COVID-19 Death Forecasting - Model Details
Note: This write-up is specifically for our death forecasting model that made daily predictions from April to October 2020. For other model variations, see our About page.
For those who prefer a visual medium, you can view Youyang’s August 2020 talk about the model here.
Our COVID-19 prediction model has an underlying simulator based on an elaboration of the classic SIR model used in epidemiology: the SEIR (susceptible-exposed-infectious-recovered) model. We added an exposed (E) period due to the reported incubation period of COVID-19 during which individuals are not yet infectious.
The SEIR component of our model is open source.
To quickly summarize how an SEIR model works, at each time period, an individual in a population is in one of four states: susceptible (S), exposed (E), infectious (I), and recovered (R). If an individual is in the susceptible state, we can assume they are healthy but have no immunity. If they are in the exposed state, they have been infected with the virus but are not infectious. If they are infectious, they can actively transmit the disease. An individual who is infected ultimately either recovers or dies. We assume that a recovered individual’s chances of re-infection is low, but not zero.
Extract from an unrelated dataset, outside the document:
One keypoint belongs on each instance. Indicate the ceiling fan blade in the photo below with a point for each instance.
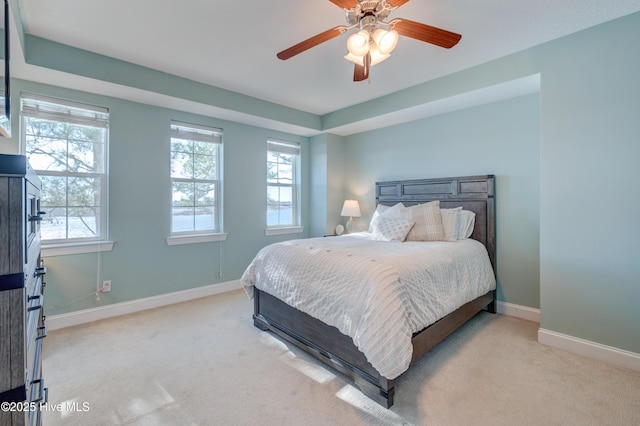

We can model the movement of individuals through these various states at each time period. The model’s exact specifications depend on its parameters, which we describe in the next section.
For our SEIR implementation, we use a discrete-time state machine where each step is a day in the simulation. For each day, we have a probability distribution for which individuals in each S/E/I/R state may transition to another S/E/I/R state. For example, we have a probability distribution for when a currently-infected individual will transmit the virus, and another probability distribution for when an infected individual will succumb to the disease. These distributions are then convolved with the total existing cases to determine the number of new infections and new deaths per day. For new infections, we multiple the convolution by R0, while for deaths, we multiple the convolution by the mortality rate.
Please see the About page to read about the assumptions in our model.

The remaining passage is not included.